Il est contraint de renoncer à son rôle après une tentative d’assassinat le 15 janvier 2010.

A son arrivée au pouvoir, le capitaine avait assuré qu'aucun membre de la junte ne se présenterait à l'élection présidentielle de 2010.

Lors d’une manifestation pacifique l e 28 septembre 2009 visant à demander à Dadis Camara de tenir sa parole et de ne pas se présenter aux présidentielles.

Le 28 septembre 2009, au stade de Conakry, les militaires ont ouvert le feu sur les manifestants, faisant plusieurs centaines de morts. Dans un rapport détaillé publié le 17 décembre 2009, Human Rights Watch (HRW) fait état de " meurtres, agressions sexuelles et autres abus perpétrés pour la plupart par des membres de la Garde présidentielle guinéenne".

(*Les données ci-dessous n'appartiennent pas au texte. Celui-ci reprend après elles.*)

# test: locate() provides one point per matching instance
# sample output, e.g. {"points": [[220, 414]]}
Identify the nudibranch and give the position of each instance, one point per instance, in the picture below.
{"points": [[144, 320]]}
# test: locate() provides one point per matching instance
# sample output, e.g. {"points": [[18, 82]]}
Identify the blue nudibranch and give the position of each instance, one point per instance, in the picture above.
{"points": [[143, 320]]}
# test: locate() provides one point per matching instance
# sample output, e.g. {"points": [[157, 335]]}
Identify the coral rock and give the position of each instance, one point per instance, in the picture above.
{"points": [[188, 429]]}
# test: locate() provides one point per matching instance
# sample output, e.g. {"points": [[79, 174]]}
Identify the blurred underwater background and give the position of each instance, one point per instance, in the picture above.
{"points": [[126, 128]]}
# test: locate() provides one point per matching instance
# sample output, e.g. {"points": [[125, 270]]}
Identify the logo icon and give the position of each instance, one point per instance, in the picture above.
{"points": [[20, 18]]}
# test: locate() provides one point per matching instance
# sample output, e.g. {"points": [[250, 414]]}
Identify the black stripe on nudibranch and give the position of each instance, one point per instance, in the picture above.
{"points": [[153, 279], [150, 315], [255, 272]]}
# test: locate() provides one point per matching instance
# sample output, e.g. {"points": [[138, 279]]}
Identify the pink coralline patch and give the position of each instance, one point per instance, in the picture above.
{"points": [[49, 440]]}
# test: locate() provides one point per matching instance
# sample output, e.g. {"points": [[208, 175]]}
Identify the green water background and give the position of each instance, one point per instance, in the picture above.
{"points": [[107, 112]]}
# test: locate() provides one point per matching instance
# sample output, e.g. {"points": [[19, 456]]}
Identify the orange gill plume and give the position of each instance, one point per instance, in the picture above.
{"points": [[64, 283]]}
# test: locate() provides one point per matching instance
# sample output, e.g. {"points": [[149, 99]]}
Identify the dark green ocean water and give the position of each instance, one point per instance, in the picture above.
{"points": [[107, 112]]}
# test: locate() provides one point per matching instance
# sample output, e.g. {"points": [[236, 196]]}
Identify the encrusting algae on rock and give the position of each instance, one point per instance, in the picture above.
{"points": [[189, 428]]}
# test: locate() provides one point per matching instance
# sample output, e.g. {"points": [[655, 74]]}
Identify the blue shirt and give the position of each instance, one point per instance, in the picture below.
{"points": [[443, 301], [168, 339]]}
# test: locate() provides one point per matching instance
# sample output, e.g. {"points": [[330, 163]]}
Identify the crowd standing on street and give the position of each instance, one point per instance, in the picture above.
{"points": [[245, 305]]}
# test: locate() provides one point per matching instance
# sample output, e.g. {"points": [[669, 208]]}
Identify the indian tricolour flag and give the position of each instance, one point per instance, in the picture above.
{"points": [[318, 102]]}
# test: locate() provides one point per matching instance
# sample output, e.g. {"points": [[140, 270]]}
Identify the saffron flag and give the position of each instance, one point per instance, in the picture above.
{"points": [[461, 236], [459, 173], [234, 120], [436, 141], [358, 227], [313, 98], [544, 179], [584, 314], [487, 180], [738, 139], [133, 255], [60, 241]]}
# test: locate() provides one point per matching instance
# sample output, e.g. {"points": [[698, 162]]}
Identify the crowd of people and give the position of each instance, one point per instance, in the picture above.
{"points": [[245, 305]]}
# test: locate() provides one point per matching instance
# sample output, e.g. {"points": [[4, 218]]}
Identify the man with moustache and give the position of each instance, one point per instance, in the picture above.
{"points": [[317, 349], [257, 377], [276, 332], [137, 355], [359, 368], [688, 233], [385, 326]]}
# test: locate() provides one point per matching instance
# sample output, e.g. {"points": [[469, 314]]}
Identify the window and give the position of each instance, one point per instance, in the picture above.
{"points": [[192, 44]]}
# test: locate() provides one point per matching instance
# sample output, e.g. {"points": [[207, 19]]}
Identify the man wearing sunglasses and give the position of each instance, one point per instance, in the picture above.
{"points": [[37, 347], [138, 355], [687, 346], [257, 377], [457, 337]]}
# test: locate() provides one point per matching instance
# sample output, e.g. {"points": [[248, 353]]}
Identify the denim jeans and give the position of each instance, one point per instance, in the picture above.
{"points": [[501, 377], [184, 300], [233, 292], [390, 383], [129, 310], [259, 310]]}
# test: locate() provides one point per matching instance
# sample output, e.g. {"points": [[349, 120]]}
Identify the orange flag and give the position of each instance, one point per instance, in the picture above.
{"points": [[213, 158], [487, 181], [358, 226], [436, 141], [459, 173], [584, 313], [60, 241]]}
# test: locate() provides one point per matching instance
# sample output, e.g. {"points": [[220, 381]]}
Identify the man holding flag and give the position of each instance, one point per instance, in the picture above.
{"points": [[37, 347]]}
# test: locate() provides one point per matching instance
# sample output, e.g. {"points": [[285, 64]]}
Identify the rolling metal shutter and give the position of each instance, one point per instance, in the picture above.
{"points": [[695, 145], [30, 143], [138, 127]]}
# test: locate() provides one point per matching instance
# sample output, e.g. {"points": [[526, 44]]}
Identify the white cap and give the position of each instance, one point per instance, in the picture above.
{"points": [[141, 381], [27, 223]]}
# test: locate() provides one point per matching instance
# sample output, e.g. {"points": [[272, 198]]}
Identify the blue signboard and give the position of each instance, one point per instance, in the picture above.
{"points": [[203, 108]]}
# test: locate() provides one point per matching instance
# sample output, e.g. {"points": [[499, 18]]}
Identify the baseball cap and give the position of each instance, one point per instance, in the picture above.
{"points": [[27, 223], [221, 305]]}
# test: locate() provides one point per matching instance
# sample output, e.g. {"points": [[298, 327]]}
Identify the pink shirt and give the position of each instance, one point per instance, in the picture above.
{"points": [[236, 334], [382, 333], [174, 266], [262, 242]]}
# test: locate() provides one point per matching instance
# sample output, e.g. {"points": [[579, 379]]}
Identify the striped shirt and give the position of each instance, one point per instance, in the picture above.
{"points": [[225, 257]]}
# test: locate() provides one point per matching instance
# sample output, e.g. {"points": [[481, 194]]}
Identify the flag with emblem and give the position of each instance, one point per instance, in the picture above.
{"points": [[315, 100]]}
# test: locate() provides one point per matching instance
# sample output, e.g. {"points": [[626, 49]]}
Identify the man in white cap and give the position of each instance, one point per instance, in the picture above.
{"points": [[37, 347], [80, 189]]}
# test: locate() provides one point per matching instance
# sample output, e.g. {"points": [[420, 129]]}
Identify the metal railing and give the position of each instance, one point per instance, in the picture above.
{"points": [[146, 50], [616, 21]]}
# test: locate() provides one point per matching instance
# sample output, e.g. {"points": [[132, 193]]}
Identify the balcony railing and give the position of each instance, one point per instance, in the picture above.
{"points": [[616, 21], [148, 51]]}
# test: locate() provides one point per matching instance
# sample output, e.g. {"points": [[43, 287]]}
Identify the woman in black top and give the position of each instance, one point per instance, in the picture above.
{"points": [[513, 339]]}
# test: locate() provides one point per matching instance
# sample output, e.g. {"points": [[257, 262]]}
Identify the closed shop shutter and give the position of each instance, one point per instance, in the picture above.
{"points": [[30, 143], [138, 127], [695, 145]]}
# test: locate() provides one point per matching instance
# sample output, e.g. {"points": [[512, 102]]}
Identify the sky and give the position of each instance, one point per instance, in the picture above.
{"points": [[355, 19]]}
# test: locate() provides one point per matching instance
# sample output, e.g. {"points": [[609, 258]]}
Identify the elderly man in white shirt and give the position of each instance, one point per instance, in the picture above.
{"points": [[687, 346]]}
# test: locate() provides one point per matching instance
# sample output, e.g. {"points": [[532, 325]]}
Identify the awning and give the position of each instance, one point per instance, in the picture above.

HRW a déterminé un nombre de victimes décédées se situant probablement entre 150 et 200.

  • Sekouba Konaté (2009) :

Il a été président par intérim du 4 décembre 2009 au 7 novembre 2010 après la tentative d'assassinat de Moussa Dadis Camara.

Il a remis le pouvoir aux civils à l'issue d'élections démocratiques.

3. Troisième république : Alpha Condé (2010- ).

En poste du 7 novembre 2010 jusqu’à nos jours.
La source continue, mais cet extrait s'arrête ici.